4) In modern OS, different virtual addresses are allowd to be mapped to the same physical address. Using virtual tagging may waste a lot of cache blocks.

Therefore, it's preferable to use physically-tagged cache. But how could we make some improvement on physically-tagged cache? Intel put forward a method called 'Virtually-Indexed Physically-Tagged (VIPT)'. As we know, the transfer between virtual address and physical address only makes a change between virtual page and physical frame, and the offset are the same. Consider in set-associative cache, if we make the 'bits of set' sitting in area of page/frame offset, when accessing the TLB, CPU could using the 'bits of set' to access cache at the same time.


Let me illusrate this process in detail (set-associative cache and without way prediction):

Traditional Physically-tagged

Cycle 1: Accessing TLB and get the physical address from MMU. (Assuming TLB hit)

Cycle 2: Using the physical address achieved from last cycle to get set number and access cache. (Assuming Cache hit)

Cycle 3: Compare TAGs in the set we selected in last cycle.

Cycle 4: Get proper data from the cache line achieved from last cycle based on data offset inside an cache line.

Using 'Virtually-Indexed Physically-Tagged'

Cycle 1: Accessing TLB and get the physical address from MMU. At the same time, get set number and access cache based on page/frame offset bits of virtual address. (Assuming TLB and cache both hit)

Cycle 2: Compare TAGs in the set we selected in last cycle.

Cycle 3: Get proper data from the cache line achieved from last cycle based on data offset inside an cache line.

Problem of VIPT: Since the cache line size is fixed, page size is also fixed, the set number is limited, so the ways in an associativity will increase.

Exclusive Cache and Inclusive Cache

Exclusive cache is if a data is in a level of cache, that cannot be in any other levels of caches. Which means each time a cache line being evicted will be throw to the next level cache. The advantage of exclusive cache is storing more data in cache, but the con is no redundency in cache.
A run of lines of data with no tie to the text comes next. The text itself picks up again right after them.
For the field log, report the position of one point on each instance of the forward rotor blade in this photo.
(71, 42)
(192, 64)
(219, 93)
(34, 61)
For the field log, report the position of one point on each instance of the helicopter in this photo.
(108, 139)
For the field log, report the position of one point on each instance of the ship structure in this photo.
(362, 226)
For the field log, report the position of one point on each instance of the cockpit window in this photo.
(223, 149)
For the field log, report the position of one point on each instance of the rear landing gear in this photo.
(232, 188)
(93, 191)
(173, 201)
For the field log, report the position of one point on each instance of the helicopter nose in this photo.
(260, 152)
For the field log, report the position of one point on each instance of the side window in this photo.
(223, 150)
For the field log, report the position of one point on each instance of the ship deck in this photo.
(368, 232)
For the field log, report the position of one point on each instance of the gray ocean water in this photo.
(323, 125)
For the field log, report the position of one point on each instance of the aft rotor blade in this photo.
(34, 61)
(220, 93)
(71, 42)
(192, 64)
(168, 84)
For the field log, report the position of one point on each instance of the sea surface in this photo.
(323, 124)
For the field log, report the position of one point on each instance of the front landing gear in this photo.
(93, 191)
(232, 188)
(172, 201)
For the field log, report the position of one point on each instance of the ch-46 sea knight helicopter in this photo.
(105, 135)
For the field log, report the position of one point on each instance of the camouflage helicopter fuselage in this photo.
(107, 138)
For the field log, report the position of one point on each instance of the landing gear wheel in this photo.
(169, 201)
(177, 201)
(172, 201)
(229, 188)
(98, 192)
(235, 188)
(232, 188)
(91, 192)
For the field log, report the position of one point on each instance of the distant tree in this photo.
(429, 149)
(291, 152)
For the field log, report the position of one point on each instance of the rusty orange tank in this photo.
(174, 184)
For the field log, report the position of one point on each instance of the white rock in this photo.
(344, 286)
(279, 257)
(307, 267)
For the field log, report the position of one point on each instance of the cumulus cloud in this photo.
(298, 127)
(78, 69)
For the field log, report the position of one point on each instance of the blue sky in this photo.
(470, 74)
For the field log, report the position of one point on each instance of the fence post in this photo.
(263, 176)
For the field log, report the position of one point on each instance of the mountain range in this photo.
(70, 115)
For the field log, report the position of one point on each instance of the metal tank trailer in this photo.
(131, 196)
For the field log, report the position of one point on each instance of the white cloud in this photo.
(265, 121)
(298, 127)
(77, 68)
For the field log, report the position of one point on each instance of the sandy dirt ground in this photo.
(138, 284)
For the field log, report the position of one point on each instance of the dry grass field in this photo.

Inclusive cache is what ever in this level's cache is in the next level's cache. The pro of inclusive cache is redundency, but the con is cache miss rate will increase. Inclusive cache could also be divided into strict inclusive cache and not-strict inclusive cache. Strict inclusive cache is prefered when size GAP between different levels of cache is big. Not-strict inclusive cache is prefered when size GAP is not very big. Suppose the GAP is not so big and if you use strict inclusive approach, you're very likely to enconter cache conflict.